Climate change: Scientists race to finish key IPCC report
- Published
UN scientists have worked through the weekend to complete a key report on how to restrict the greenhouse gases that are warming the planet.
Members of the Intergovernmental Panel on Climate Change are likely to advise a rapid shift from fossil fuels over the next 8 years.
They will also suggest the widespread use of carbon removal technology to limit dangerous warming.
But disputes over the exact wording of the document have delayed agreement.
The IPCC is set to publish their findings on what we can do to stem climate change on Monday.
Most of the world's leading researchers on climate change are involved in the production of IPCC reports - their summaries of the latest science, produced every six or seven years, are used by governments in their negotiations on climate change, such as those that took place at COP26 last November.
These IPCC reports are seen as the best, if slightly conservative studies on the state of climate science.
For the past two weeks, IPCC scientists and government officials from all over the world have been locked in a virtual approval session, going through this latest report on how to stop climate change line by line.
This new study will be the third of three important documents from the IPCC issued over the past eight months.
The previous two have looked at the causes and impacts of climate change, but this one will focus on mitigation - or what we can do to stop it.
This essentially means that researchers will look at how we can reduce the amount of warming gases that are emitted from human activities.
One key part of the summary report will detail what the world can do between now and 2030 to limit heating.
IPCC scientists have previously warned that to keep the rise in global temperatures under 1.5C this century, emissions from warming gases would have to halve by the end of this decade.
In this new study, the researchers will likely be encouraging a rapid reduction in fossil fuel use, especially over the next eight years.
But this is sensitive territory - many large developing countries say that they should have the right to continue to use coal, oil and gas for longer, to help grow their economies.
Some major fossil fuel producers are also reluctant to embrace the urgency of cutting these fuels that scientists say is absolutely necessary.
Other countries have also taken issue with questions around the use of nuclear energy.
These divisions have seen the approval session continue way past its official closing time on Friday.
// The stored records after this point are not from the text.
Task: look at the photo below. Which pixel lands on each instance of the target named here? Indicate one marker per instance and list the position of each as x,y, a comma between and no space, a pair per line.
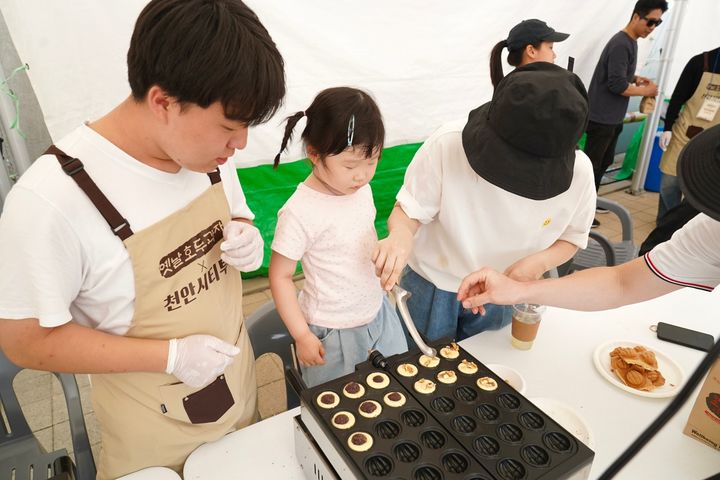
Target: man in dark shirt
614,81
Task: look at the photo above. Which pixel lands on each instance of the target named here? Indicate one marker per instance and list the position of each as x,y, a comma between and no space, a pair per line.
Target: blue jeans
437,313
346,347
670,195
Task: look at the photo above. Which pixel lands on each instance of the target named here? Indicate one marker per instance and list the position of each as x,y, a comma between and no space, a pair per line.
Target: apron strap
214,176
76,170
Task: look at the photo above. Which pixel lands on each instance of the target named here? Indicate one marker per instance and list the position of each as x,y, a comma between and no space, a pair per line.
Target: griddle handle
401,296
295,380
378,360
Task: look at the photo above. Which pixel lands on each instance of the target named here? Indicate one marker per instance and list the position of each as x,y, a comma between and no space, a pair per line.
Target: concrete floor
42,400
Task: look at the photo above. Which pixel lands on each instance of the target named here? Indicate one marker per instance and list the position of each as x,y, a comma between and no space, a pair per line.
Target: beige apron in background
689,117
182,288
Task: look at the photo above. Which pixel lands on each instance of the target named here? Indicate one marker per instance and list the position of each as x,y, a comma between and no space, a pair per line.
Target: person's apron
182,288
694,118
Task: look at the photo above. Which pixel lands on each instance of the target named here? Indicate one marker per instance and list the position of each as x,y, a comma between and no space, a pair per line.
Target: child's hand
390,256
488,286
310,350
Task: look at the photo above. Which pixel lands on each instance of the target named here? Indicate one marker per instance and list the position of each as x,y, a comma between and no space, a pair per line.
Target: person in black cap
691,258
528,41
505,188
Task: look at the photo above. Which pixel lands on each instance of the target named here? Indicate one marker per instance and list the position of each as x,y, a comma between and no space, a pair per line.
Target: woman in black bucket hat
505,188
691,258
529,41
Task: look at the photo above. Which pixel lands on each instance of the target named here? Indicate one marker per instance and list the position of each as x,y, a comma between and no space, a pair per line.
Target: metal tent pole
652,121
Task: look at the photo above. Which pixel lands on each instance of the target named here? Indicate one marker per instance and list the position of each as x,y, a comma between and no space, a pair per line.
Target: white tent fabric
426,62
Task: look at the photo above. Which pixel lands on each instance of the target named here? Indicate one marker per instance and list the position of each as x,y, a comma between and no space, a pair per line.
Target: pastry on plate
636,367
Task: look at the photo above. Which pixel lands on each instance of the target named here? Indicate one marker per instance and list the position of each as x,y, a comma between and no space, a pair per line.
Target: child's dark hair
339,118
204,51
514,59
643,7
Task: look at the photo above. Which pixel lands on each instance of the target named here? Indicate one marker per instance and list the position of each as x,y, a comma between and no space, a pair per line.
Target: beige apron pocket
210,403
693,130
186,404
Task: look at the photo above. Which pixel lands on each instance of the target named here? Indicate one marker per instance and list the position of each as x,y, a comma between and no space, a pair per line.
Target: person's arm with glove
71,348
243,245
664,140
197,360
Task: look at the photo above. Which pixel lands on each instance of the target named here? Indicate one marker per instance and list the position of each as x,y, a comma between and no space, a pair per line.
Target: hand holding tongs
401,296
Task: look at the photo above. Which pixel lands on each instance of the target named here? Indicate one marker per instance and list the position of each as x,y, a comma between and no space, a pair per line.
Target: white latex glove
197,360
664,140
243,246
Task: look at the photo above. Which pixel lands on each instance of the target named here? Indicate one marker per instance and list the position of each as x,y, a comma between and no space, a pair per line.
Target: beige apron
182,288
688,119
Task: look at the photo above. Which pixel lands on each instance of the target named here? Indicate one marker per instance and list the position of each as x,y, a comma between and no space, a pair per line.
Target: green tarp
267,190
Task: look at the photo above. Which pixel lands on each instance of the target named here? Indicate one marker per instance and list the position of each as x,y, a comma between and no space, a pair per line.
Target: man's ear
159,102
313,155
530,51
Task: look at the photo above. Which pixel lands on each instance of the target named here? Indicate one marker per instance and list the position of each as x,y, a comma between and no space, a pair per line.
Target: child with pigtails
342,311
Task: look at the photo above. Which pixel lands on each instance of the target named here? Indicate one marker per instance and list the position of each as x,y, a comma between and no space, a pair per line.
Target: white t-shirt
469,223
333,236
60,260
691,257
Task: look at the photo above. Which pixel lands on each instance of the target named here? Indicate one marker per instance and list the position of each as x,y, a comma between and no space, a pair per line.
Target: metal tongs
401,296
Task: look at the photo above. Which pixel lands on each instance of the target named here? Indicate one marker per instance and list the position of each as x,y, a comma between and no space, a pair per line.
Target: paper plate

According to one person with knowledge of the proceedings, it is not a surprise that the talks are running late as everyone recognises the implications this report will have on decisions that will have to be taken in next few years.
Another key part of the report will be the focus on approaches to remove CO2 from the air.
The kind of carbon removal approaches the report will consider will likely include tree planting and agriculture, as well as the more advanced technological approaches that use large machines to remove the carbon from the air.
They will also look at combined approaches, where land is used to grow crops which can be burned for energy while the carbon is captured and buried.
The use of these types of technology is controversial. Campaigners express doubts that they can be made to work economically and there are also concerns that technology could be seen as an excuse not to make the major changes in energy production that are needed.
Scientists though say that the situation is now so serious that carbon dioxide removal will be needed in addition to massive cuts in emissions.
The discussions to approve the report's Summary for Policymakers, due on Monday, have been one of the longest in IPCC history.
Delegates worked through Saturday night and well into Sunday to finish the document.